As Level 3 verbalisation involves explaining one’s thoughts it requires attention to additional information and may change the sequence of cognitive processes (Ericsson & Simon, 1993). Level 3 verbalisation, however, could provide further information to gain a fuller understanding of the thought processes in decision making in some sports. For example, in golf, players make numerous decisions about shot selection, and Level 2 verbalisation may not provide enough detail of the thought processes involved in this decision. Level 3 verbalisation may give a clearer explanation of the variables

considered in shot selection.

A recent meta-analysis by Fox, Ericsson and Best (2011) compared performance on tasks that involved concurrent verbal reporting conditions with their matching silent control conditions. They found that instructing participants to merely verbalise their thoughts during a task did not alter performance, whereas directing participants to provide explanations for their thoughts actually

40

improved performance. For example, Gagne and Smith (1962) explained that asking participants to verbalise their reasoning when completing the Tower of Hanoi produced more efficient solutions (taking fewer moves), and suggested that the instruction to verbalise the reasons for moves induced more deliberate planning.

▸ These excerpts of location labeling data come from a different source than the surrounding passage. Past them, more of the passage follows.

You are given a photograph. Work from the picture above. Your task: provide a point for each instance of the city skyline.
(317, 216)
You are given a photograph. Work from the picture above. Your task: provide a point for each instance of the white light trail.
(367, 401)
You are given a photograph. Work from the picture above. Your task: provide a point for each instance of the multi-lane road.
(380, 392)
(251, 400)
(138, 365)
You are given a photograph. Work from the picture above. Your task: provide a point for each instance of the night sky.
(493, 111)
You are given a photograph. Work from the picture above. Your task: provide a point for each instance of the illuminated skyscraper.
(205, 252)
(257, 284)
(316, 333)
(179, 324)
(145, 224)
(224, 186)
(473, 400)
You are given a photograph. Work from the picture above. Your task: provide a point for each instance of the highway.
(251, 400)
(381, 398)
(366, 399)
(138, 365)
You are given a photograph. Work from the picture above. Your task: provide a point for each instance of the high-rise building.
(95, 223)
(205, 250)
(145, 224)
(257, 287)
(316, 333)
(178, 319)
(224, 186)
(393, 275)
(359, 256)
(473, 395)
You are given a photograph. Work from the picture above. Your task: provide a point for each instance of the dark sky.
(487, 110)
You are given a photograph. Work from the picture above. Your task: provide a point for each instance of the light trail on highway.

In the meta-analysis by Fox et al. (2011) the majority of tasks were cognitive. To the author of this thesis’s knowledge no previous studies have examined the influence of think aloud protocol on motor performance. If TA is to be used more widely to examine decision making in sports it is important to establish if TA interferes with performance on sport tasks (Calmeiro & Tenenbaum, 2011). In terms of a motor skill, it can be argued that the level of skill that the performer possesses could also relate to the effect that thinking aloud and explaining one’s thoughts has on performance. Hence, for skilled performers, which are assumed to be in the automatic phase of skill learning, it could be suggested that focussing attention on the skill itself degrades performance (Schmidt, 1982; Masters et al., 1993). It has been proposed that performers in the automatic phase of skill learning will execute the skill in an open-loop fashion where there is little conscious control and processing required. Whereas a novice will be in the closed loop, feedback driven mode, and attention demanding processing (Schmidt & Wrisberg, 2000).

In terms of thinking aloud during motor performance, high level performers may experience

decrements in their performance due to interference with their open-loop mode of execution, whereas novice athletes may perform better as explaining thoughts may act as feedback for the task at hand. However, as this has not been investigated this can only be suggested. Therefore, it is important that further research examines whether verbalising during sport and golf performance interferes with task outcome in order to validate concurrent verbal protocols as a valid ecological method in the domain of sport (Calmeiro and Tenenbaum, 2011).